Mast cell proteases as novel markers for the diagnosis of drug-induced allergic reactions and for predicting susceptibility to severe reactions
Drug-induced anaphylaxis is being encountered with increasing frequency, but there are few reliable laboratory aids for confirming the allergic nature of such reactions, or for evaluating which patients who are allergic may be susceptible to a serious reaction. Patients may thus be put at risk by those treating them, or the drug of choice may needlessly be withheld. As the activation of mast cells and the explosive release of a range of inflammatory mediators is a pivotal process, we have investigated unique markers of mast cell activation in the circulation and in saliva following provocation of drug-induced reactions.
Sensitive enzyme-linked immunosorbent assays (ELISA) were developed using new specific monoclonal antibodies for the mast cell proteases tryptase, chymase, carboxypeptidase A3 (CPA3) and dipeptidyl peptidase I (DPPI). Blood and saliva samples were collected from patients attending the allergy clinic for diagnostic drug allergy testing before and following skin prick testing and/or intradermal injection of the drug implicated (including antibiotics, non-opioid analgesics and opioids). Demographic and clinical information were noted, and the nature and severity of the reactions provoked recorded. Serum and salivary concentrations of tryptase, chymase, CPA3, and DDPI were determined.

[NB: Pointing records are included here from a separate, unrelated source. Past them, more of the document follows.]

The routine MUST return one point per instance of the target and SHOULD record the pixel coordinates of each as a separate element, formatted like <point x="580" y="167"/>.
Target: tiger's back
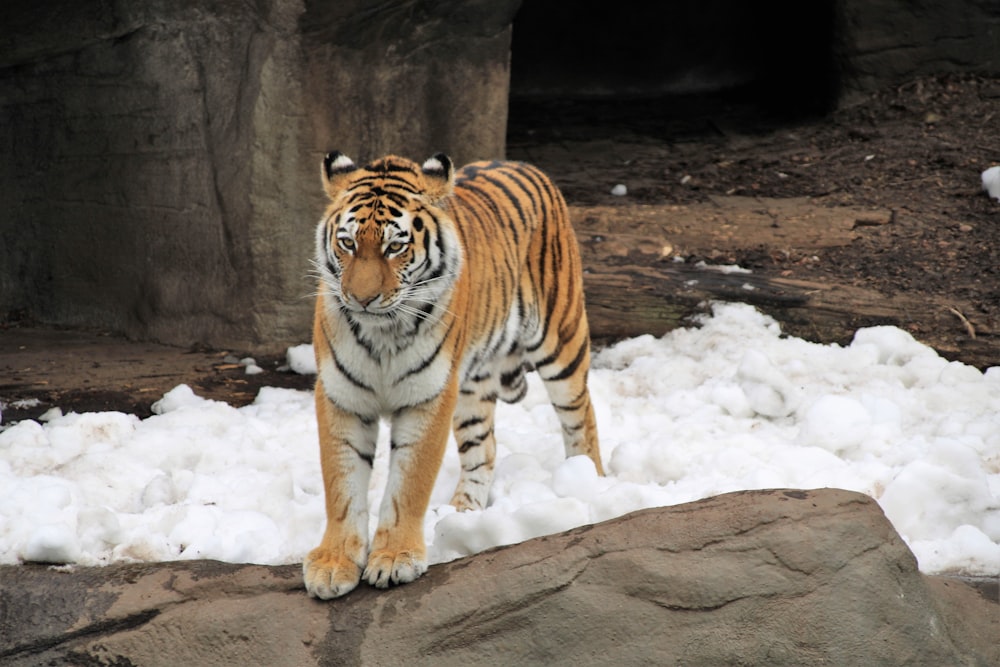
<point x="437" y="293"/>
<point x="524" y="272"/>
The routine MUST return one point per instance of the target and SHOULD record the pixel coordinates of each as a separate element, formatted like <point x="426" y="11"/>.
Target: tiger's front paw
<point x="398" y="567"/>
<point x="329" y="574"/>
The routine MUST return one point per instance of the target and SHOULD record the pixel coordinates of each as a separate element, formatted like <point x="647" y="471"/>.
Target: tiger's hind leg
<point x="564" y="373"/>
<point x="477" y="447"/>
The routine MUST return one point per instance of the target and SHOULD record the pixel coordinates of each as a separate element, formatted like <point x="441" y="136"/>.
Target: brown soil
<point x="912" y="156"/>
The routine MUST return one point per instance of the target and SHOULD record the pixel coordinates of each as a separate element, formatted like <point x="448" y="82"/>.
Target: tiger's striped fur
<point x="437" y="293"/>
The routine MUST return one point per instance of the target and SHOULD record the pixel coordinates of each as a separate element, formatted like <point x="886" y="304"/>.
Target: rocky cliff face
<point x="771" y="578"/>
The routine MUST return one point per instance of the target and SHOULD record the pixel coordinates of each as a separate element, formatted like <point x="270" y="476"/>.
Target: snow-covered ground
<point x="704" y="410"/>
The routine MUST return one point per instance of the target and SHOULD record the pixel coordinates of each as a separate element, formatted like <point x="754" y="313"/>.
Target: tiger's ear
<point x="337" y="169"/>
<point x="439" y="177"/>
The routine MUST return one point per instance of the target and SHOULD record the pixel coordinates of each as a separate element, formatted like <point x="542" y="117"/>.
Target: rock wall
<point x="160" y="171"/>
<point x="781" y="577"/>
<point x="162" y="159"/>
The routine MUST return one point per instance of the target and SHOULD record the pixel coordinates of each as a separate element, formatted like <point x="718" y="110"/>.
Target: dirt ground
<point x="913" y="155"/>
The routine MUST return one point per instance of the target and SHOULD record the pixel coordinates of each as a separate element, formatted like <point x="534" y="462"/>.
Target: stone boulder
<point x="772" y="577"/>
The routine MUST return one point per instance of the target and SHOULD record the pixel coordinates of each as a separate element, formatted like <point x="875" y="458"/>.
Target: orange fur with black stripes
<point x="437" y="292"/>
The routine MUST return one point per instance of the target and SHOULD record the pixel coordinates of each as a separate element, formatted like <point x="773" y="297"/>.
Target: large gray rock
<point x="161" y="160"/>
<point x="767" y="578"/>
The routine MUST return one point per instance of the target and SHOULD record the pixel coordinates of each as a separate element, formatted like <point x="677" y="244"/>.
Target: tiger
<point x="437" y="292"/>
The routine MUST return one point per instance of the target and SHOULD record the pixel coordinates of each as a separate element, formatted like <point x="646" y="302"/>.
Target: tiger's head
<point x="386" y="248"/>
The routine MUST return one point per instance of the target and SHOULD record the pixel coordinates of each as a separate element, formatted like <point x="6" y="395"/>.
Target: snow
<point x="727" y="405"/>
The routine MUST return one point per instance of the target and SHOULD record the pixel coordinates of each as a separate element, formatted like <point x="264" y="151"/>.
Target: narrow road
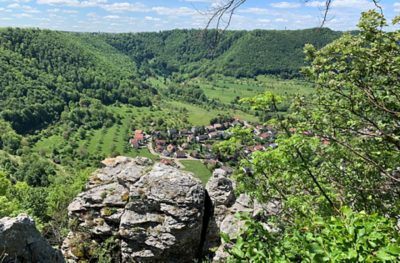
<point x="177" y="160"/>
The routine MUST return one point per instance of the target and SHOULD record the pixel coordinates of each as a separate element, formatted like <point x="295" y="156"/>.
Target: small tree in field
<point x="338" y="148"/>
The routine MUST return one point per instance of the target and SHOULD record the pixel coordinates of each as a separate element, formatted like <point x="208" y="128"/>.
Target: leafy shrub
<point x="348" y="237"/>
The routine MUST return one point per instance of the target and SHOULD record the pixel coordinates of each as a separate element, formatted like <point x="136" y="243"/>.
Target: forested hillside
<point x="69" y="100"/>
<point x="233" y="53"/>
<point x="44" y="73"/>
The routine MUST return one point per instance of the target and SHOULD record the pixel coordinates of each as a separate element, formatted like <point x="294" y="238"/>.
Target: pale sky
<point x="156" y="15"/>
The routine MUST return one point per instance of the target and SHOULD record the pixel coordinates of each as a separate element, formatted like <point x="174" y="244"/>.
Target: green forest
<point x="69" y="100"/>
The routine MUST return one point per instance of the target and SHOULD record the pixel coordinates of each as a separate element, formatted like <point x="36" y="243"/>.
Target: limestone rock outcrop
<point x="150" y="213"/>
<point x="20" y="241"/>
<point x="225" y="205"/>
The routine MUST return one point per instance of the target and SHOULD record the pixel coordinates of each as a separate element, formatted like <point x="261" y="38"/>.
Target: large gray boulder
<point x="225" y="205"/>
<point x="20" y="241"/>
<point x="152" y="213"/>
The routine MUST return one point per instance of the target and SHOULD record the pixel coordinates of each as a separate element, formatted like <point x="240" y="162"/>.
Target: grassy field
<point x="227" y="89"/>
<point x="198" y="115"/>
<point x="114" y="139"/>
<point x="198" y="169"/>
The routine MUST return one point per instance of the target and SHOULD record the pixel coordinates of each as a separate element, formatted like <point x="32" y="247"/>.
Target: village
<point x="196" y="143"/>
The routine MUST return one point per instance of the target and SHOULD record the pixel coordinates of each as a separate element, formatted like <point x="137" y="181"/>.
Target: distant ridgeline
<point x="44" y="73"/>
<point x="232" y="53"/>
<point x="47" y="75"/>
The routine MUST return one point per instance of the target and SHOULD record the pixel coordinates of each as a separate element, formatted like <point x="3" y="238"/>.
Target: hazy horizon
<point x="120" y="16"/>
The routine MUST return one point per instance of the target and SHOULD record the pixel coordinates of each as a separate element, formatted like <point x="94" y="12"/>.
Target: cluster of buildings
<point x="196" y="142"/>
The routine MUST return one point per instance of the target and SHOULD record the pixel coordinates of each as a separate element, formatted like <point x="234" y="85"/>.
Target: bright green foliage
<point x="195" y="52"/>
<point x="340" y="147"/>
<point x="45" y="71"/>
<point x="350" y="237"/>
<point x="234" y="146"/>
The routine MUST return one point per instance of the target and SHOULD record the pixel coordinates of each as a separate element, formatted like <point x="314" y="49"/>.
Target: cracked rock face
<point x="153" y="212"/>
<point x="20" y="241"/>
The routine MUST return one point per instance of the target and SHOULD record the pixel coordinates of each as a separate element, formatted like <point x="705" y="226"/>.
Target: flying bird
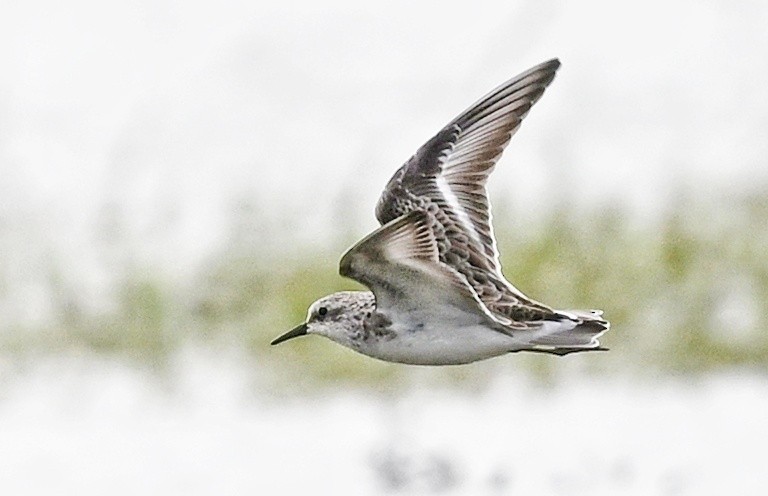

Levels of CPA3 and DPPI were increased in saliva following a reaction on drug challenge (p=0.025), and in serum an increase in chymase (p=0.025). There was little association between concentrations of mast cell products suggesting differences in rates of migration into these fluids and clearance. High baseline levels of CPA3 in both serum and saliva (ie before injection of drug) were observed in the drug allergic patients who experienced symptoms on drug challenge. Baseline CPA3 concentrations in serum were also higher in patients who historically had suffered severe reactions (involving cardiovascular or respiratory compromise) than in those with mild (p=0.0012) or moderate reactions (p=0.004).
Raised serum or salivary levels of mast cell proteases may be helpful in confirming that an allergic reaction to drugs has occurred, and baseline levels may be predictive of the potential for a severe allergic reaction in the future.